Why do European farmers protest and mention Ukraine?

Why do European farmers protest and mention Ukraine?

Farmers in France, Belgium, Germany, Italy and other European Union countries staged protests this winter, complaining that the actions of national governments and the European Union are reducing the welfare of agricultural workers and threatening the European agricultural sector of the economy.

The difficulties of the peasants became more apparent against the background of Russia’s invasion of Ukraine, which resulted in price fluctuations for energy, raw materials and products.

The Russian war also dramatically changed the flow of Ukrainian grain in particular, the export of which is limited by the Russian blockade of Ukrainian ports and threats in the Black Sea.

Participants in European protests block highways, set up pickets with tents and bonfires, and attract politicians and activists to their side.

They argue that purchase prices for agricultural products are too low, while the cost of fuel for agricultural machinery, electricity, fertilizers, seeds, etc., is increasing.

To the list of problems, farmers also add actions aimed at reducing the impact of agriculture on the environment in the face of climate change.
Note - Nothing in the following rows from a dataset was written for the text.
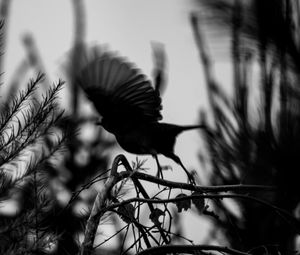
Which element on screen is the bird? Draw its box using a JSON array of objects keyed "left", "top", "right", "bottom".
[{"left": 75, "top": 45, "right": 203, "bottom": 184}]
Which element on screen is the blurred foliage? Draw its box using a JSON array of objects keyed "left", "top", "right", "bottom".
[{"left": 194, "top": 0, "right": 300, "bottom": 254}]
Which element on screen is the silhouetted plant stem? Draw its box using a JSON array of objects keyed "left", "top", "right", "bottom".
[{"left": 137, "top": 245, "right": 251, "bottom": 255}]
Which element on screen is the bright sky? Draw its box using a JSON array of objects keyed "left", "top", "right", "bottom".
[{"left": 1, "top": 0, "right": 230, "bottom": 243}]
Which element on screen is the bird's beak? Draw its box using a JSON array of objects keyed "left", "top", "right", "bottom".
[{"left": 95, "top": 120, "right": 102, "bottom": 126}]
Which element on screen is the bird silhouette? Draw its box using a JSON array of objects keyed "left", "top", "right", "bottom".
[{"left": 76, "top": 46, "right": 203, "bottom": 184}]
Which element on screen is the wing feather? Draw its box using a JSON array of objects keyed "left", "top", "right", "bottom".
[{"left": 77, "top": 46, "right": 162, "bottom": 129}]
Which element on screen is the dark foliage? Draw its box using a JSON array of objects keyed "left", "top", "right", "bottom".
[{"left": 199, "top": 0, "right": 300, "bottom": 254}]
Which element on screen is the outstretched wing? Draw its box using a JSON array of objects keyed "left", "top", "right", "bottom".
[{"left": 77, "top": 46, "right": 162, "bottom": 131}]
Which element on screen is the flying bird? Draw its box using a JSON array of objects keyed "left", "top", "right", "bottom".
[{"left": 76, "top": 46, "right": 203, "bottom": 184}]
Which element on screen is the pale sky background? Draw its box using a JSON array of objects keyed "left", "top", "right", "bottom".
[{"left": 4, "top": 0, "right": 231, "bottom": 244}]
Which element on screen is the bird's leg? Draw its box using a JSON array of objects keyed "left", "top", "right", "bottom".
[
  {"left": 153, "top": 154, "right": 164, "bottom": 179},
  {"left": 165, "top": 153, "right": 196, "bottom": 185}
]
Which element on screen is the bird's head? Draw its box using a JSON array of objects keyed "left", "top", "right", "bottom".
[{"left": 96, "top": 118, "right": 116, "bottom": 134}]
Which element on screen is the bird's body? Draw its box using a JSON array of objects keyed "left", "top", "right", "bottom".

The leading factor of agricultural policy in Europe is the system of subsidies and rules of the European Union, which strictly regulates and also supports the agricultural sector.

But now the claims that the system needs major changes are getting louder and louder.

Ukrainian issue

Since 2016, Ukraine has had a free trade and association agreement with the European Union, and in 2023 it became a candidate for EU membership and should begin the process of accession negotiations, which will probably last several years.

Ukraine is not yet part of the common European market, but after the open Russian invasion of Ukraine in February 2022, the EU lifted a number of restrictions on imports from Ukraine and in particular promoted the creation of so-called solidarity corridors to facilitate the export of Ukrainian grain and other goods through Europe.

Such actions caused dissatisfaction among representatives of the agricultural sector, primarily in the EU countries neighboring Ukraine, where they complained about the so-called influx of Ukrainian grain and other Ukrainian products and the drop in prices on the market.

Five countries: Poland, Slovakia, Hungary, Romania and Bulgaria, contrary to the decision of the European Commission in 2023, introduced unilateral bans on the import of Ukrainian grain and they, except for Romania, still maintain them.

Those countries emphasize that import bans do not apply to transit from Ukraine to other countries.

Farmers and, in particular, participants of protests in the countries of Western Europe, in particular in France, also express fears about the consequences of the entry into their markets of products of Ukrainian producers, which may be cheaper and win the competition.

“We are afraid because they do not have the same regulations as we do. It will be cheaper for consumers. So what flour etc will consumers or companies take? Of course, what is cheaper,” the AP agency quotes French farmer Stephanie Flament, who grows grains and beets near Paris.